Similarly, sound design is also excellent. Leon and Ashley prove to be a great duo in this one as their relationship deepens. The only weak points are the new merchant and Ada Wong, who just sounds bored every time she is on screen. I don’t know if this was me being so used to the voice actors in the older games, but it just didn’t quite sit well with me. There’s also a slight over-repetition in some sound effects that can get slightly annoying. Elsewhere the sound design is phenomenal, with the chants of the Ganado surrounding you, making you feel watched in every instance, and a stellar soundtrack that really ramps up, with some of the best moments in the final third.

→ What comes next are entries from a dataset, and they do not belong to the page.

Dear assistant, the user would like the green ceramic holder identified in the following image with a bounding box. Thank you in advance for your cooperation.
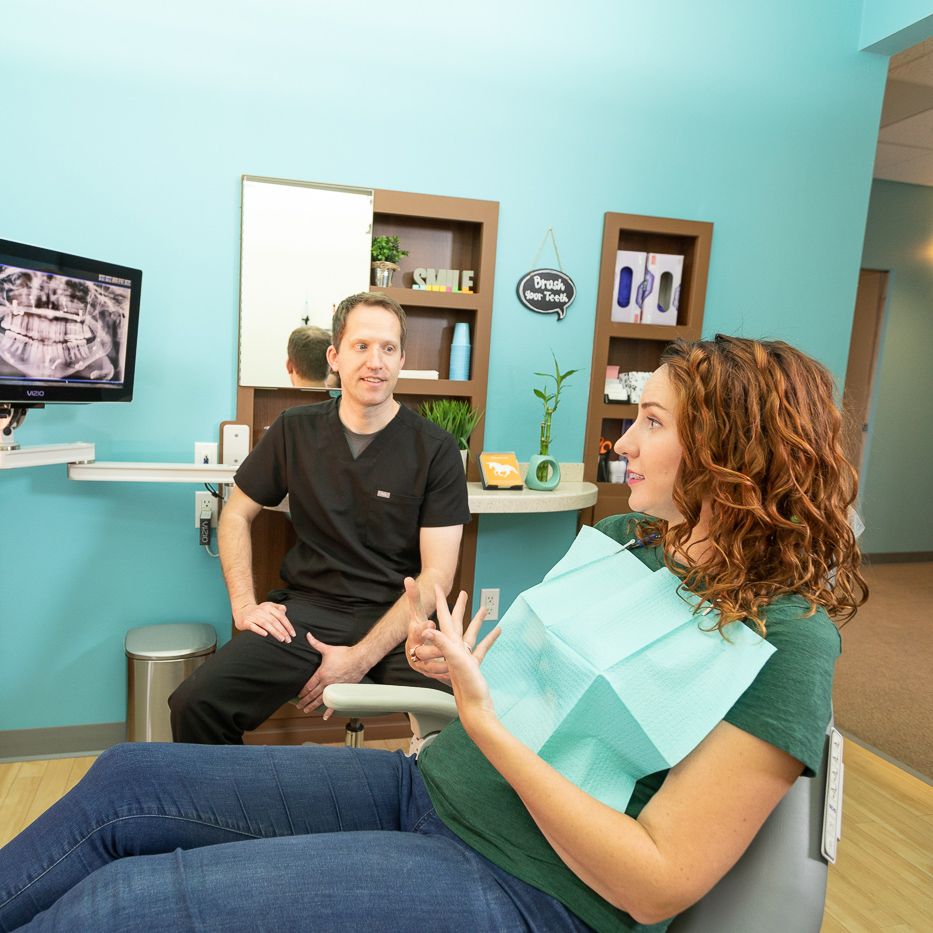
[525,454,560,492]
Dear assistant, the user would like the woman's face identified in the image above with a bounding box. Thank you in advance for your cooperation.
[615,366,683,523]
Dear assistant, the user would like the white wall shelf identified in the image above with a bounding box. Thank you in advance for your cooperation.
[68,460,238,483]
[0,442,94,470]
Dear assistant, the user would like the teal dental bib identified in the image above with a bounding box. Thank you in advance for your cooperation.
[483,527,775,810]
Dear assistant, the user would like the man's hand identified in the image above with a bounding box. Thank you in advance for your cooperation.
[298,632,371,719]
[233,603,295,644]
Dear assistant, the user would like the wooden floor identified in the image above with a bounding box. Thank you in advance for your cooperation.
[0,740,933,933]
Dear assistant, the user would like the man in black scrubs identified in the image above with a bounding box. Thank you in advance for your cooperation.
[169,293,470,744]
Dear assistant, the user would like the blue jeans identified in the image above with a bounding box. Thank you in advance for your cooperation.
[0,743,588,933]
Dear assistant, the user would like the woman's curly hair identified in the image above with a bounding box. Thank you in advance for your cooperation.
[640,334,868,634]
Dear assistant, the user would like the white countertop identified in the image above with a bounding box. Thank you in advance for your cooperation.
[68,460,596,515]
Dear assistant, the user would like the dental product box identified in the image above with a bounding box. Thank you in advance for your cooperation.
[612,249,648,324]
[641,253,684,324]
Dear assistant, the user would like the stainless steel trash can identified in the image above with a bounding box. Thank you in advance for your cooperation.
[124,622,217,742]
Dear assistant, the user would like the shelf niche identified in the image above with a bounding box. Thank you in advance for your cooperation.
[583,212,713,524]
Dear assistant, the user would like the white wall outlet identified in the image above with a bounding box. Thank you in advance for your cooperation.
[194,441,217,463]
[479,587,499,622]
[194,492,217,528]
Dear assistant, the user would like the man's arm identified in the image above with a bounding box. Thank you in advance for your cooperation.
[217,486,295,642]
[298,525,463,712]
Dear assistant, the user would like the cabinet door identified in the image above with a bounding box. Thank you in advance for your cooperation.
[239,175,373,388]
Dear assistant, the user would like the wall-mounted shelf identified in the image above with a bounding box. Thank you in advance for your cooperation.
[369,285,476,311]
[0,442,94,470]
[68,460,237,484]
[467,482,598,515]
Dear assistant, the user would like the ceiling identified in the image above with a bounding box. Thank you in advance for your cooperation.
[874,38,933,186]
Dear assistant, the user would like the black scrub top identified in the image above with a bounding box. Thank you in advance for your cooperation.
[234,399,470,605]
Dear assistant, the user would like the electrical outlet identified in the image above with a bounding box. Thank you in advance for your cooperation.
[479,587,499,622]
[194,491,217,528]
[194,441,217,463]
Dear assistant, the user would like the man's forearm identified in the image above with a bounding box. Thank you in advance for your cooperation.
[217,515,256,617]
[356,567,451,669]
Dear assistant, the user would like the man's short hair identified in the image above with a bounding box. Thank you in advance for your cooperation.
[288,325,330,382]
[331,292,408,353]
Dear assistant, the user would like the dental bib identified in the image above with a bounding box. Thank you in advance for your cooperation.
[482,526,775,811]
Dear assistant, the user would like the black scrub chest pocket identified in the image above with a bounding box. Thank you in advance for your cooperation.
[363,489,424,557]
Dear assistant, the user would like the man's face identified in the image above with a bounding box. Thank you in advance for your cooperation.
[327,304,405,407]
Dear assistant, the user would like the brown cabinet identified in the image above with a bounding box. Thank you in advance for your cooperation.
[583,213,713,522]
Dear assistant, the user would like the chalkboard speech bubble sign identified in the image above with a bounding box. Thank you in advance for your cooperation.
[518,269,577,320]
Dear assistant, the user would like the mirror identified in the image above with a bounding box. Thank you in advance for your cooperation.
[239,175,373,388]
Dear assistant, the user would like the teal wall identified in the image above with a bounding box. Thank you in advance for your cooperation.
[0,0,886,729]
[862,181,933,554]
[859,0,933,55]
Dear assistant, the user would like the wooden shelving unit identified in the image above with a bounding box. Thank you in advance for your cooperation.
[230,189,499,744]
[583,213,713,523]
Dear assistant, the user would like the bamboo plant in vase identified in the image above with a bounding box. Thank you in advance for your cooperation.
[525,351,580,490]
[418,398,483,471]
[371,236,408,288]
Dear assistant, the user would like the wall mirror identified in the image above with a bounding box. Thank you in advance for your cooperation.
[239,175,373,388]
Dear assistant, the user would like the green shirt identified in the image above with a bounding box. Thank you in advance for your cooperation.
[418,514,840,931]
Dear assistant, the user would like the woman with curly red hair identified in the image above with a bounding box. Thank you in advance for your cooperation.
[0,337,867,933]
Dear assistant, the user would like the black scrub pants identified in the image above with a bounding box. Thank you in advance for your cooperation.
[168,590,450,745]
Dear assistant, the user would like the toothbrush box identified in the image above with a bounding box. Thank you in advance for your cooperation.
[641,253,684,325]
[612,249,648,324]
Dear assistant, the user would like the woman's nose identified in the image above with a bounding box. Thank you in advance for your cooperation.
[613,428,632,458]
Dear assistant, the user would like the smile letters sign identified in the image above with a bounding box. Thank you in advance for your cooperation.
[518,269,577,320]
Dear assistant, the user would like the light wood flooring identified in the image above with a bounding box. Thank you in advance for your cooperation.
[0,740,933,933]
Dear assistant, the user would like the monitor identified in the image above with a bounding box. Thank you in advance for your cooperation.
[0,239,142,406]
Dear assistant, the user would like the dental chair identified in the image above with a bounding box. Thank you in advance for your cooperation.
[324,684,832,933]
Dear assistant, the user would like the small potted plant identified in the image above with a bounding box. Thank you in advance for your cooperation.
[525,351,580,489]
[418,398,483,470]
[372,236,408,288]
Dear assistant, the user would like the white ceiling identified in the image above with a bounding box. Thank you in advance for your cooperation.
[874,38,933,186]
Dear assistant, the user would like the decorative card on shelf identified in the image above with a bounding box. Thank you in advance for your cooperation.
[479,451,524,489]
[483,526,774,811]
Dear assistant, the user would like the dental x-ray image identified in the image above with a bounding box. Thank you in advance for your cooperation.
[0,263,130,383]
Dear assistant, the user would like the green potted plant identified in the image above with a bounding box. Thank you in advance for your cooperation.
[372,236,408,288]
[418,398,483,470]
[525,351,580,489]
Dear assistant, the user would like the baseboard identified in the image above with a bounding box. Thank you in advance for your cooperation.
[862,551,933,564]
[0,722,126,761]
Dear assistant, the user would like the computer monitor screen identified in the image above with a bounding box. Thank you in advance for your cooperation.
[0,240,142,404]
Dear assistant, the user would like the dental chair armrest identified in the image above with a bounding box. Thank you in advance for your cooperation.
[324,684,457,738]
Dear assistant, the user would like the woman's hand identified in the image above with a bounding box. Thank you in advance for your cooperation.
[416,586,501,728]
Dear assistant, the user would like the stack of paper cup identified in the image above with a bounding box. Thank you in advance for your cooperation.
[450,323,470,381]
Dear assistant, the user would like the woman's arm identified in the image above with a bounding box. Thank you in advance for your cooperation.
[424,597,802,923]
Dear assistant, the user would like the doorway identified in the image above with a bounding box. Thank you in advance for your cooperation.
[842,269,888,478]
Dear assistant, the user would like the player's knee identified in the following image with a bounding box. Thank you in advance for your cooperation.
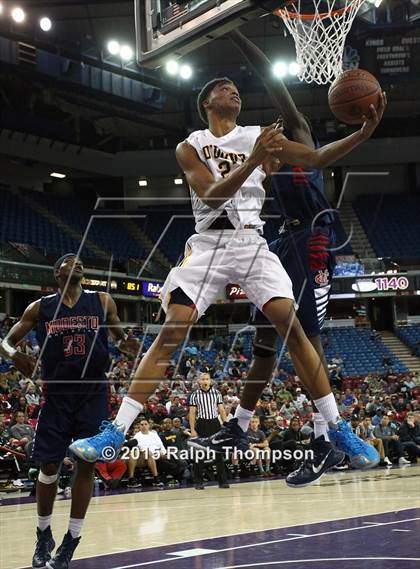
[253,326,277,359]
[285,318,308,347]
[38,463,59,485]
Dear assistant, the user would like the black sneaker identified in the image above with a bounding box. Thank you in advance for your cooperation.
[32,526,55,569]
[188,418,249,454]
[46,531,82,569]
[286,435,345,488]
[127,478,141,488]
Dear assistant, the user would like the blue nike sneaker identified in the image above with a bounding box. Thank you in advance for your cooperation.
[328,419,380,470]
[69,421,125,462]
[188,418,249,454]
[286,435,346,488]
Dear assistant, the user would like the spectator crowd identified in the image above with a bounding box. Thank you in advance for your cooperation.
[0,319,420,491]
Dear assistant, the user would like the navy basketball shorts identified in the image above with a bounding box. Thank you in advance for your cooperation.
[252,227,335,337]
[32,380,109,463]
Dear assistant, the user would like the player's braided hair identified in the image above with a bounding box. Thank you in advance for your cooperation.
[197,77,233,124]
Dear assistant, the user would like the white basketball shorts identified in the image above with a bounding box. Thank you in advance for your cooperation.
[160,229,294,318]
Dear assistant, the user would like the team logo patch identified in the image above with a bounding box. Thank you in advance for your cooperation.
[315,269,330,286]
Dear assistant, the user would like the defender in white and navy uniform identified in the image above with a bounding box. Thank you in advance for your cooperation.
[161,126,293,317]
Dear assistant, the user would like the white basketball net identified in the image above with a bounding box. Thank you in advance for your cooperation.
[275,0,366,85]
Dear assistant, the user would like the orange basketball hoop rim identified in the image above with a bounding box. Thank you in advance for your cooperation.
[273,0,365,21]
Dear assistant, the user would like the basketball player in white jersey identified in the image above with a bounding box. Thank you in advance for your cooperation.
[70,78,386,462]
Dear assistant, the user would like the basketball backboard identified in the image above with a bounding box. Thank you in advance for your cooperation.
[135,0,285,68]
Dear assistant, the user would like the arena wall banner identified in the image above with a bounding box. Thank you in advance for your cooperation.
[345,27,420,78]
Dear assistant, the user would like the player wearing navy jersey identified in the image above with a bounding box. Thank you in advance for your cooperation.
[230,30,386,487]
[70,61,381,480]
[0,254,138,569]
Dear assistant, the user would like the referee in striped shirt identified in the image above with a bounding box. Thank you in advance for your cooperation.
[188,373,229,490]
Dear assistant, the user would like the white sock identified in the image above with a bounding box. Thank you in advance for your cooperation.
[69,518,85,539]
[314,393,340,425]
[114,396,143,435]
[314,413,330,441]
[38,514,52,531]
[235,405,254,433]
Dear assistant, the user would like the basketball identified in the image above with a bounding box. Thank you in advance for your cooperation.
[328,69,382,124]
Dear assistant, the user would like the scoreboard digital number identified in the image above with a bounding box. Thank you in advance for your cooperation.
[351,276,410,292]
[123,281,141,292]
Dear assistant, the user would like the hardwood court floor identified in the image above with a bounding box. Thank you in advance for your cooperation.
[0,465,420,569]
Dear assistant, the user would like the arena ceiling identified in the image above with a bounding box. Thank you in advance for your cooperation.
[0,0,420,159]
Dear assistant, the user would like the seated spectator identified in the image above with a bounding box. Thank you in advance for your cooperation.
[373,415,410,466]
[294,387,309,412]
[398,413,420,461]
[25,384,41,406]
[125,419,185,488]
[248,415,271,476]
[255,399,271,417]
[356,417,392,466]
[159,417,184,451]
[13,395,29,419]
[9,411,35,458]
[280,401,298,421]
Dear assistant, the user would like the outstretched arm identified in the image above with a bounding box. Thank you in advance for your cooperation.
[176,125,286,209]
[229,30,314,148]
[276,93,386,169]
[0,300,40,377]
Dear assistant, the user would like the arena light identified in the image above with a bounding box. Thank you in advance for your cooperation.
[39,18,52,32]
[273,61,287,79]
[289,61,300,77]
[165,59,179,75]
[106,40,121,55]
[11,6,26,24]
[120,45,134,61]
[179,64,192,80]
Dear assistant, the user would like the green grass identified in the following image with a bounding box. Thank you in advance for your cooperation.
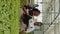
[0,0,20,34]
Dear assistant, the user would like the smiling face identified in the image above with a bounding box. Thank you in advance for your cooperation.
[33,11,40,16]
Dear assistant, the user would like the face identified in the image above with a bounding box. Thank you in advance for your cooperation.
[33,11,40,16]
[34,22,40,26]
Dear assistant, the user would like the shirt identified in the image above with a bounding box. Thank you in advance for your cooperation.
[25,19,35,33]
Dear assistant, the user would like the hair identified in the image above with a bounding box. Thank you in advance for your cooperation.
[32,8,40,13]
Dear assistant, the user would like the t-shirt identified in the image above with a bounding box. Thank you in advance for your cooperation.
[25,19,35,33]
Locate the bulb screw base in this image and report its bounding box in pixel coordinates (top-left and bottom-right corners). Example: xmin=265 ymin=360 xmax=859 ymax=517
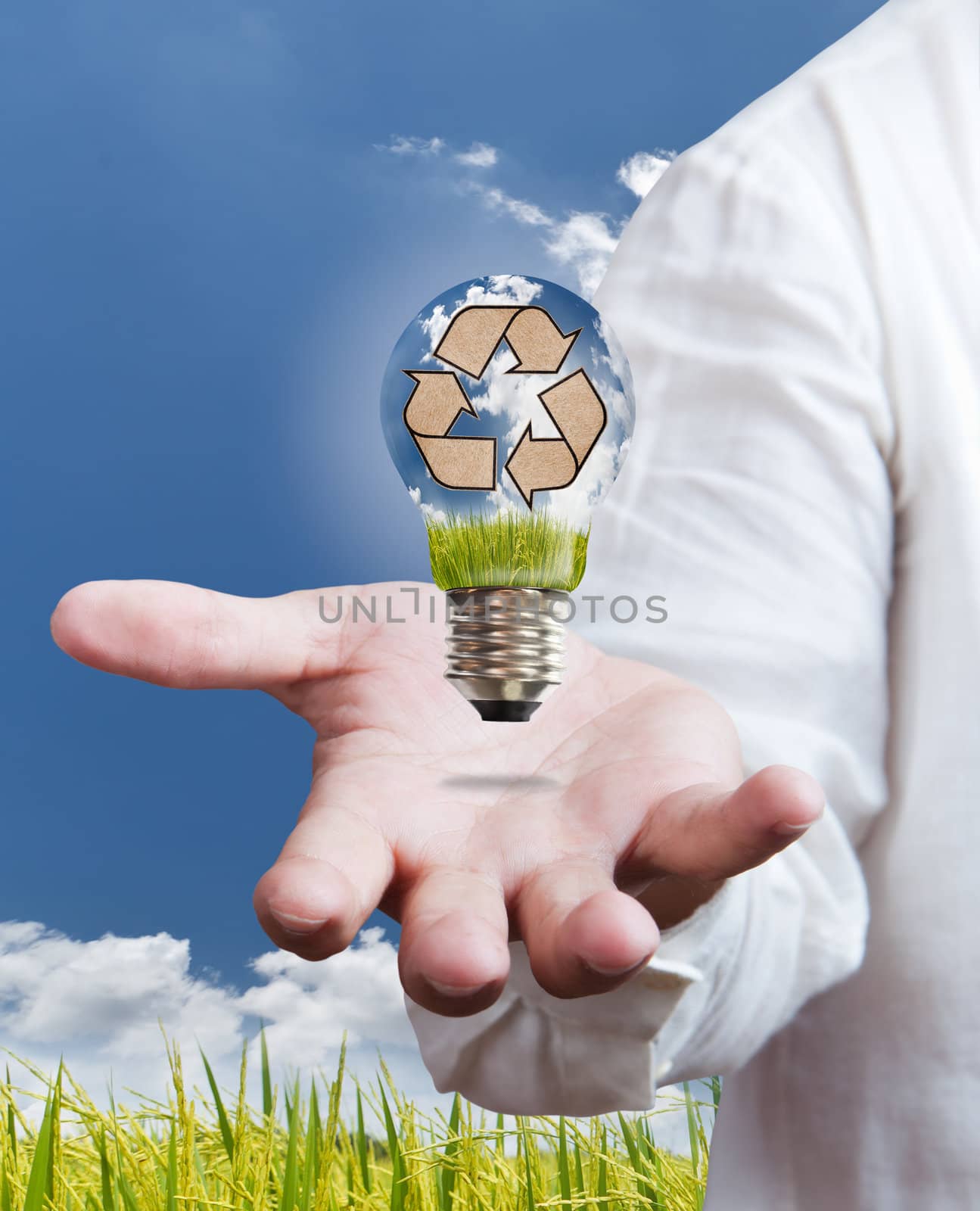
xmin=446 ymin=589 xmax=571 ymax=723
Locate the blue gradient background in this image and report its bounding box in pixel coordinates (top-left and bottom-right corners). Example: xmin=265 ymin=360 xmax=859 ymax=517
xmin=0 ymin=0 xmax=877 ymax=979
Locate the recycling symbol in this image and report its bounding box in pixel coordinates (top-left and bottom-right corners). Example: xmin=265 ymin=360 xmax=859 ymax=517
xmin=402 ymin=305 xmax=608 ymax=509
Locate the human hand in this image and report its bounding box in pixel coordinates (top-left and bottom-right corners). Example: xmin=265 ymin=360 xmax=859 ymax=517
xmin=52 ymin=581 xmax=824 ymax=1016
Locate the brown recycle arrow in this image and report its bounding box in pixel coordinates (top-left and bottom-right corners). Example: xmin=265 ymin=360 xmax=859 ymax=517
xmin=434 ymin=304 xmax=581 ymax=379
xmin=504 ymin=369 xmax=608 ymax=509
xmin=402 ymin=371 xmax=496 ymax=492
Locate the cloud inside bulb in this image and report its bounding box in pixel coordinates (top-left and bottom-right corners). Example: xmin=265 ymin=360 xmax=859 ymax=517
xmin=381 ymin=275 xmax=635 ymax=531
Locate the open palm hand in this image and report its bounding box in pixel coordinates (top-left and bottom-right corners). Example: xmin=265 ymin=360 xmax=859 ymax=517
xmin=52 ymin=581 xmax=824 ymax=1015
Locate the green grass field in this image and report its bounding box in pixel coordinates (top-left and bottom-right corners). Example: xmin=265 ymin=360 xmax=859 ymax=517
xmin=425 ymin=512 xmax=589 ymax=592
xmin=0 ymin=1038 xmax=718 ymax=1211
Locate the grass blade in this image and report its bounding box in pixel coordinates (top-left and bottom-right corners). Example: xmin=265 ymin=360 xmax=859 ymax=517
xmin=163 ymin=1129 xmax=178 ymax=1211
xmin=357 ymin=1088 xmax=371 ymax=1194
xmin=278 ymin=1078 xmax=299 ymax=1211
xmin=198 ymin=1048 xmax=235 ymax=1165
xmin=379 ymin=1085 xmax=405 ymax=1211
xmin=24 ymin=1090 xmax=54 ymax=1211
xmin=260 ymin=1026 xmax=272 ymax=1119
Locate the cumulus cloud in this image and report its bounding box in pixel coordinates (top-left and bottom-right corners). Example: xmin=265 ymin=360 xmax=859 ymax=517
xmin=544 ymin=212 xmax=621 ymax=298
xmin=0 ymin=922 xmax=706 ymax=1152
xmin=615 ymin=148 xmax=677 ymax=198
xmin=408 ymin=488 xmax=447 ymax=525
xmin=417 ymin=274 xmax=542 ymax=353
xmin=383 ymin=137 xmax=676 ymax=297
xmin=0 ymin=922 xmax=428 ymax=1107
xmin=466 ymin=182 xmax=554 ymax=228
xmin=375 ymin=135 xmax=446 ymax=156
xmin=453 ymin=143 xmax=498 ymax=168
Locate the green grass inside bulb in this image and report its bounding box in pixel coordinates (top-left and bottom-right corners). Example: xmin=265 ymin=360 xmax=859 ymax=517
xmin=425 ymin=512 xmax=589 ymax=592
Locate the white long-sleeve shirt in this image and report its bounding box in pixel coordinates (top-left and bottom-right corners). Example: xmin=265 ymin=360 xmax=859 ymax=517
xmin=409 ymin=0 xmax=980 ymax=1211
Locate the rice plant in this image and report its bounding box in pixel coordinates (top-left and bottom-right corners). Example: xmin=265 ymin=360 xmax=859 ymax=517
xmin=425 ymin=511 xmax=589 ymax=592
xmin=0 ymin=1038 xmax=708 ymax=1211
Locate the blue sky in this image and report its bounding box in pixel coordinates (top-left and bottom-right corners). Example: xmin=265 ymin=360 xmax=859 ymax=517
xmin=0 ymin=0 xmax=877 ymax=1114
xmin=381 ymin=279 xmax=634 ymax=531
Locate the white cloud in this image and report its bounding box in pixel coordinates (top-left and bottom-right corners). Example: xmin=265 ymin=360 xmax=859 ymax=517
xmin=453 ymin=143 xmax=498 ymax=168
xmin=375 ymin=135 xmax=446 ymax=156
xmin=615 ymin=148 xmax=677 ymax=198
xmin=0 ymin=922 xmax=428 ymax=1107
xmin=465 ymin=182 xmax=554 ymax=226
xmin=408 ymin=488 xmax=446 ymax=525
xmin=381 ymin=137 xmax=676 ymax=297
xmin=544 ymin=210 xmax=621 ymax=298
xmin=419 ymin=274 xmax=542 ymax=361
xmin=0 ymin=922 xmax=710 ymax=1152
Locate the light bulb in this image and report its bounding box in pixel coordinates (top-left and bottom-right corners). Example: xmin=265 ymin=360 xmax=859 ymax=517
xmin=381 ymin=275 xmax=635 ymax=722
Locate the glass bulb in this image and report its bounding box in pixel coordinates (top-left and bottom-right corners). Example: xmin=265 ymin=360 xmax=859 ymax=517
xmin=381 ymin=275 xmax=636 ymax=722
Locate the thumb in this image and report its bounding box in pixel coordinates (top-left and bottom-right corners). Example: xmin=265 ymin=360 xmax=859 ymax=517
xmin=621 ymin=765 xmax=824 ymax=880
xmin=51 ymin=580 xmax=368 ymax=689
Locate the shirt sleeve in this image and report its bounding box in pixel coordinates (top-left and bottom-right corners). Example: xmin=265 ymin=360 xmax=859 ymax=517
xmin=409 ymin=123 xmax=894 ymax=1114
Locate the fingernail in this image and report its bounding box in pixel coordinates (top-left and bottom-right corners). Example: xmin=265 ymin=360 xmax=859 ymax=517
xmin=269 ymin=907 xmax=327 ymax=937
xmin=773 ymin=820 xmax=814 ymax=837
xmin=583 ymin=954 xmax=652 ymax=979
xmin=425 ymin=976 xmax=487 ymax=997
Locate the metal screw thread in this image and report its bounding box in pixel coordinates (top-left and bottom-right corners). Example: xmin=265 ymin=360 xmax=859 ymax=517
xmin=446 ymin=589 xmax=569 ymax=722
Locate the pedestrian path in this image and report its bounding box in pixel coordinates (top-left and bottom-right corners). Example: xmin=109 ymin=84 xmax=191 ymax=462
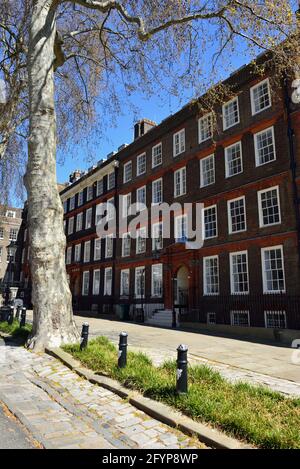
xmin=0 ymin=345 xmax=204 ymax=449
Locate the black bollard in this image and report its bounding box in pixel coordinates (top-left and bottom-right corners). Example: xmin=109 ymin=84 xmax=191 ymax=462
xmin=20 ymin=306 xmax=26 ymax=327
xmin=80 ymin=322 xmax=90 ymax=350
xmin=7 ymin=306 xmax=14 ymax=325
xmin=118 ymin=332 xmax=128 ymax=368
xmin=176 ymin=344 xmax=188 ymax=394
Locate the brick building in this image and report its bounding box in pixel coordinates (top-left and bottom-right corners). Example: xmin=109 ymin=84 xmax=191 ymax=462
xmin=0 ymin=205 xmax=23 ymax=303
xmin=21 ymin=54 xmax=300 ymax=329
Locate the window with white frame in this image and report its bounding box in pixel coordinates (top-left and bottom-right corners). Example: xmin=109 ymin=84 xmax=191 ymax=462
xmin=74 ymin=244 xmax=81 ymax=262
xmin=206 ymin=312 xmax=217 ymax=324
xmin=200 ymin=155 xmax=215 ymax=187
xmin=66 ymin=246 xmax=72 ymax=265
xmin=107 ymin=171 xmax=116 ymax=190
xmin=69 ymin=195 xmax=75 ymax=210
xmin=264 ymin=311 xmax=287 ymax=329
xmin=152 ymin=222 xmax=163 ymax=251
xmin=203 ymin=256 xmax=220 ymax=295
xmin=152 ymin=178 xmax=163 ymax=204
xmin=173 ymin=129 xmax=185 ymax=156
xmin=174 ymin=215 xmax=187 ymax=242
xmin=136 ymin=186 xmax=146 ymax=211
xmin=261 ymin=246 xmax=285 ymax=293
xmin=6 ymin=210 xmax=16 ymax=218
xmin=83 ymin=241 xmax=91 ymax=262
xmin=250 ymin=78 xmax=272 ymax=116
xmin=82 ymin=271 xmax=90 ymax=296
xmin=78 ymin=191 xmax=83 ymax=207
xmin=151 ymin=264 xmax=163 ymax=298
xmin=225 ymin=142 xmax=243 ymax=178
xmin=223 ymin=98 xmax=240 ymax=130
xmin=120 ymin=269 xmax=130 ymax=297
xmin=152 ymin=143 xmax=162 ymax=168
xmin=136 ymin=226 xmax=147 ymax=254
xmin=230 ymin=251 xmax=249 ymax=295
xmin=254 ymin=127 xmax=276 ymax=166
xmin=174 ymin=167 xmax=186 ymax=197
xmin=93 ymin=269 xmax=100 ymax=295
xmin=258 ymin=186 xmax=281 ymax=228
xmin=122 ymin=233 xmax=131 ymax=257
xmin=227 ymin=196 xmax=247 ymax=234
xmin=103 ymin=267 xmax=112 ymax=296
xmin=9 ymin=228 xmax=18 ymax=241
xmin=134 ymin=267 xmax=145 ymax=298
xmin=86 ymin=185 xmax=94 ymax=202
xmin=107 ymin=197 xmax=115 ymax=220
xmin=230 ymin=311 xmax=250 ymax=327
xmin=85 ymin=208 xmax=93 ymax=230
xmin=202 ymin=205 xmax=218 ymax=239
xmin=76 ymin=212 xmax=83 ymax=231
xmin=122 ymin=192 xmax=131 ymax=218
xmin=96 ymin=179 xmax=104 ymax=197
xmin=136 ymin=153 xmax=146 ymax=176
xmin=198 ymin=113 xmax=213 ymax=143
xmin=105 ymin=234 xmax=114 ymax=257
xmin=123 ymin=161 xmax=132 ymax=182
xmin=68 ymin=217 xmax=74 ymax=235
xmin=94 ymin=238 xmax=101 ymax=261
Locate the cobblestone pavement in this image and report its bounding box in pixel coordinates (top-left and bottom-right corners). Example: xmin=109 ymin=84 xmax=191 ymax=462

When the Resident Evil 2 Remake was released back in 2019, I believed the series had peaked and that it couldn’t get any better. I was completely wrong. The Resident Evil 4 Remake takes everything that worked about the original, taking away the few things that didn’t work, and then bringing in some modern features to create an entirely new masterpiece. Finding a perfect balance between new and old. This is for everyone to enjoy.
There are some minor rough edges but Capcom’s RE Engine proves to be a technical showcase bringing in one of the most detailed games in the series.
The Resident Evil 4 Remake does a fantastic job reimagining the original game whilst making you feel like an absolute badass.
Some of the series’ best voice acting with a stunning soundtrack. Let down by some mixed performances and repetitive sounds.
Fun Factor: 10
Resident Evil 4 Remake succeeds in the gargantuan task of not only beating the original game but becoming arguably the series strongest entry to date.
Final Verdict: 10
Resident Evil 4 is available now on PC, Xbox Series X|S, PS4, and PS5.
Reviewed on PC with an RTX 2060, Ryzen 5 3600X and 16GB RAM. Tested on Steam Deck.